In recent weeks, security researchers at Volexity uncovered Chinese hacking campaigns that exploited vulnerabilities in Google’s Android software as well. Volexity found that several websites that focused on Uighur issues had been infected with Android malware. It traced the attacks to two Chinese hacking groups.
Because the hacks targeted Android and iPhone users even though Uighurs in Xinjiang don’t commonly use iPhones Adair said he believed that they had been aimed in part at Uighurs living abroad.
“China is expanding their digital surveillance outside their borders,” he said. “It seems like it really is going after the diaspora.”
Another group of researchers, at the Citizen Lab at the Munk School of Global Affairs & Public Policy at the University of Toronto, recently uncovered an overlapping effort, using some of the same code discovered by Google and Volexity.

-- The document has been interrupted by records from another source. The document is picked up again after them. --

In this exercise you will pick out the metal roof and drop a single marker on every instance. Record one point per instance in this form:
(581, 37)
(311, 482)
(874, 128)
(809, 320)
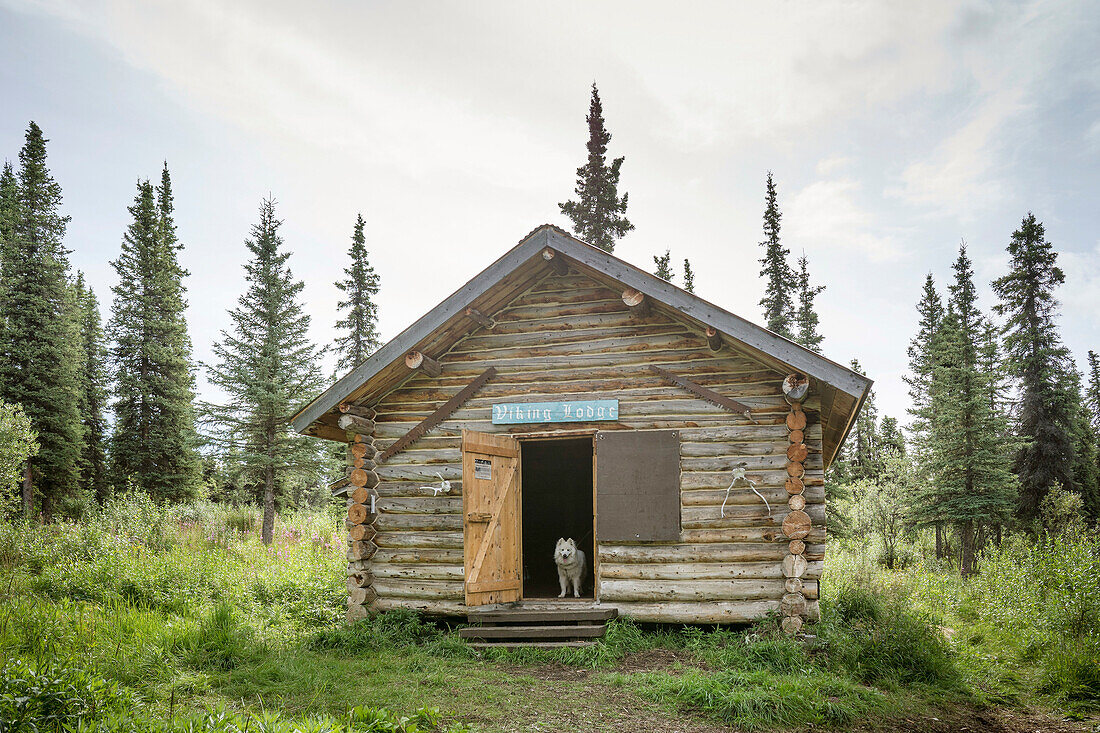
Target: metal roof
(758, 341)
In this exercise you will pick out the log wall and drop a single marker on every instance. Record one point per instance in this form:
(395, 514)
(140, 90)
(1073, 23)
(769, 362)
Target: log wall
(570, 337)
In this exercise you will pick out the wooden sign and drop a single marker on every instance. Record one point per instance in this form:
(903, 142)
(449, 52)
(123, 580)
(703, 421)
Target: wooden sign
(510, 413)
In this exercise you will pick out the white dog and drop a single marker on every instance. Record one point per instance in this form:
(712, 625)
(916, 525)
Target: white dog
(570, 562)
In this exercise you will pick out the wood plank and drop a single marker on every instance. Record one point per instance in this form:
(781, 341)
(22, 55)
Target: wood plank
(441, 413)
(519, 616)
(532, 632)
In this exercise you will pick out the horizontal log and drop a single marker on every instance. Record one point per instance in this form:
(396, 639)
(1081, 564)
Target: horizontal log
(708, 517)
(418, 570)
(612, 590)
(359, 580)
(361, 550)
(777, 496)
(361, 533)
(417, 489)
(441, 504)
(410, 539)
(725, 612)
(418, 360)
(420, 555)
(355, 424)
(430, 608)
(361, 595)
(426, 522)
(436, 590)
(732, 535)
(688, 553)
(771, 570)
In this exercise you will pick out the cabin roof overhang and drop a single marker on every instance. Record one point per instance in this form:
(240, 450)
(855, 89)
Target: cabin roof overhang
(843, 391)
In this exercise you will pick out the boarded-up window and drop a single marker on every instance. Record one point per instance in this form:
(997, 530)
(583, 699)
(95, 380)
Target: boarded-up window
(638, 485)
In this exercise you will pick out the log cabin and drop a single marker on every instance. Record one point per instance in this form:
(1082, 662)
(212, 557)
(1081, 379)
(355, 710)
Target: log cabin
(565, 393)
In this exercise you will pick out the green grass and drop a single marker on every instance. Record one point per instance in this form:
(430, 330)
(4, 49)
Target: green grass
(153, 619)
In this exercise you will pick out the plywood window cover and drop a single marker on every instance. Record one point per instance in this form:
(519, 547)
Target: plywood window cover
(638, 485)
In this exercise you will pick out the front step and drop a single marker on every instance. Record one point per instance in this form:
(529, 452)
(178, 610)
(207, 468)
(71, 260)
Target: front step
(518, 626)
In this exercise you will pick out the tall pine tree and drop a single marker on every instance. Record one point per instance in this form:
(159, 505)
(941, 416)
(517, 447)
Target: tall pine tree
(95, 482)
(40, 354)
(598, 214)
(154, 441)
(971, 485)
(1040, 363)
(778, 301)
(267, 368)
(805, 315)
(663, 266)
(689, 276)
(359, 329)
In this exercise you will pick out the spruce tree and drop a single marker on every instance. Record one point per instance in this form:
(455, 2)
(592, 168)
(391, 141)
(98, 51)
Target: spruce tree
(689, 276)
(267, 368)
(1092, 412)
(663, 264)
(359, 329)
(94, 471)
(154, 441)
(598, 214)
(805, 316)
(1040, 363)
(931, 312)
(971, 485)
(40, 354)
(864, 452)
(778, 301)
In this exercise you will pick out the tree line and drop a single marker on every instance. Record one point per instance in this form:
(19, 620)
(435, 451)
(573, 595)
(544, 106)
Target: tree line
(1000, 417)
(87, 411)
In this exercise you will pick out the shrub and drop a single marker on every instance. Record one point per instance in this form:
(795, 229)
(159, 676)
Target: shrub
(219, 642)
(875, 637)
(53, 697)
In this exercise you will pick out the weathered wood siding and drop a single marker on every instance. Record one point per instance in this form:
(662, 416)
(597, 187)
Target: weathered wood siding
(572, 338)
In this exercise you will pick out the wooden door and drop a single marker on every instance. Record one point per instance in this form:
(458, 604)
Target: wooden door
(492, 517)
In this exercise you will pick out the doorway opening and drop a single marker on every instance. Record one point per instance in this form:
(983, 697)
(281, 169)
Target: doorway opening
(557, 502)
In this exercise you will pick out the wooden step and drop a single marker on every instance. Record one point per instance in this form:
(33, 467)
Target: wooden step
(521, 616)
(525, 645)
(532, 632)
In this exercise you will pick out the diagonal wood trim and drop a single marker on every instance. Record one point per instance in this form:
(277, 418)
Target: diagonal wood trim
(710, 395)
(494, 523)
(441, 414)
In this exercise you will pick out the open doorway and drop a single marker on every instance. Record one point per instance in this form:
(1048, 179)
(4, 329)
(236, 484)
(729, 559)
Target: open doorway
(557, 502)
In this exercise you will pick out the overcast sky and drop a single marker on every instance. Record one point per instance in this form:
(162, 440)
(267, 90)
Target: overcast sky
(894, 131)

It attacked the iPhones and Android phones of Tibetans until as recently as May.
Using WhatsApp messages, Chinese hackers posing as New York Times reporters and representatives of Amnesty International and other organizations targeted the private office of the Dalai Lama, members of the Tibetan parliament and Tibetan nongovernmental organizations, among others.
Lobsang Gyatso, the secretary of TibCERT, an organization that works with Tibetan organizations on cybersecurity threats, said the recent attacks were a notable escalation from previous Chinese surveillance attempts.